From: Michael S. <sta...@us...> - 2005-09-08 17:48:56
|
Update of /cvsroot/archive-access/archive-access/projects/nutch/xdocs In directory sc8-pr-cvs1.sourceforge.net:/tmp/cvs-serv23127 Added Files: steps_indexing_katrina.txt Log Message: * steps_indexing_katrina.txt Added. Notes on how I did indexing of Katrina. --- NEW FILE: steps_indexing_katrina.txt --- $Id: steps_indexing_katrina.txt,v 1.1 2005/09/08 17:48:48 stack-sf Exp $ Two crawls of Hurricane Katrina. 00 and 01. Will start by indexing part of 00. Here are all of the backup hosts w/ katrina crawl 00 ARCs on them: $ ~webcrawl/crawl-arc-cfg/db-arc-info \ -like HURRICANE-KATRINA-2005-00%arc.gz | \ awk '{print $2$4}' |grep -e -bu|sort|uniq crawldata0034a-bu.archive.org/1 crawldata0035a-bu.archive.org/3 crawldata0036a-bu.archive.org/0 crawldata0037a-bu.archive.org/0 Now to mount these hosts.
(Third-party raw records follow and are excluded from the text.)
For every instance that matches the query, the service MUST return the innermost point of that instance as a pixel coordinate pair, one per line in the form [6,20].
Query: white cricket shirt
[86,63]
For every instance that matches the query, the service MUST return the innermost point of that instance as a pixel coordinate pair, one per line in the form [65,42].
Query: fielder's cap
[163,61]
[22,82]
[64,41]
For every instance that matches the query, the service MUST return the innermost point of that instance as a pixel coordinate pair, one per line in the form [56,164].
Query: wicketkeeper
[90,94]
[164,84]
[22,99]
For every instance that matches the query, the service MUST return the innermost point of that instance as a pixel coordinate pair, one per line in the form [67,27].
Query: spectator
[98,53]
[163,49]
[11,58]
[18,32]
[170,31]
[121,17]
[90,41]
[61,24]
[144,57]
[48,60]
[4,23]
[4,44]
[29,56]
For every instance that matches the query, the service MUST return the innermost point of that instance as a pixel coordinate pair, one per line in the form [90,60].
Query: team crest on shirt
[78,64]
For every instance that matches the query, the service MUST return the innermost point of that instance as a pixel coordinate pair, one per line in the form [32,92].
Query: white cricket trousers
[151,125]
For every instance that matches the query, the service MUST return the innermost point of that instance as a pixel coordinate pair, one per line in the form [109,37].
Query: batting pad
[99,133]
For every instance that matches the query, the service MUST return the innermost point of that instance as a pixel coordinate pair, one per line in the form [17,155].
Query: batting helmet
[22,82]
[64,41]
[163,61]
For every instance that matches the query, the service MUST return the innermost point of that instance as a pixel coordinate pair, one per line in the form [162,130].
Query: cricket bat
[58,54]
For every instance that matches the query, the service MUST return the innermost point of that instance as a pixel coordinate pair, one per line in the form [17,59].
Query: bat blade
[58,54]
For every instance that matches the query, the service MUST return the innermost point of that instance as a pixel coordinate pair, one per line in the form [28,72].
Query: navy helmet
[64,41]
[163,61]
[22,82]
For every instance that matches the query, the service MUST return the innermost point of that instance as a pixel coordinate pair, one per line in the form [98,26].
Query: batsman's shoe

Here's a little script to do it: #!/bin/sh # Pass name of file that hosts and name of collection to use as dir under # /mnt. if [ $# != 2 ] then echo "Usage: $0 HOSTS_FILE DIR_UNDER_MNT" exit 1 fi for i in `cat $1` do mntpoint="/mnt/$2/$i" mkdir -p $mntpoint dev=`echo $i|sed -n -e 's/\//:\//p'` mount -t nfs -o ro,rsize=8192,wsize=8192,intr,nfsvers=2 $dev $mntpoint done Counting ARCs: $ ~webcrawl/crawl-arc-cfg/db-arc-info \ -like HURRICANE-KATRINA-2005-00%arc.gz | \ awk '{print $2 " " $6}'|grep -e -bu|uniq|wc -l There are 1010 in crawl 00 (uniq'ing, there are 1008). Here is how I got a list of all files sorted: $ ~webcrawl/crawl-arc-cfg/db-arc-info \ -like HURRICANE-KATRINA-2005-00%arc.gz | \ awk '{print $2 " " $6}'|grep -e -bu| \ awk '{print $2}'|sort|uniq> 00arcs.txt I'll do first 100 for now (One segment). $ head -100 00arcs.txt > 00arcs.0-99.txt I then made a directory to hold symlinks to the first 100: $ mkdir 00arcs.0-99 $ for i in `cat ../00arcs.0-99.txt`; do find /mnt/katrina/ -type f \ -name $i -exec ln -s {} \;; done Don't forget to edit the parse-ext plugin.xml so it points to the pdf parser wrapper script. I ran the indexing like this: $ nohup ./bin/indexarcs.sh -c katrina -s ~/katrina/00arcs.0-99/ \ -d /2/katrina/nutch-data &> /2/katrina/indexing`date +%FT%H:%M`.log \ < /dev/null & |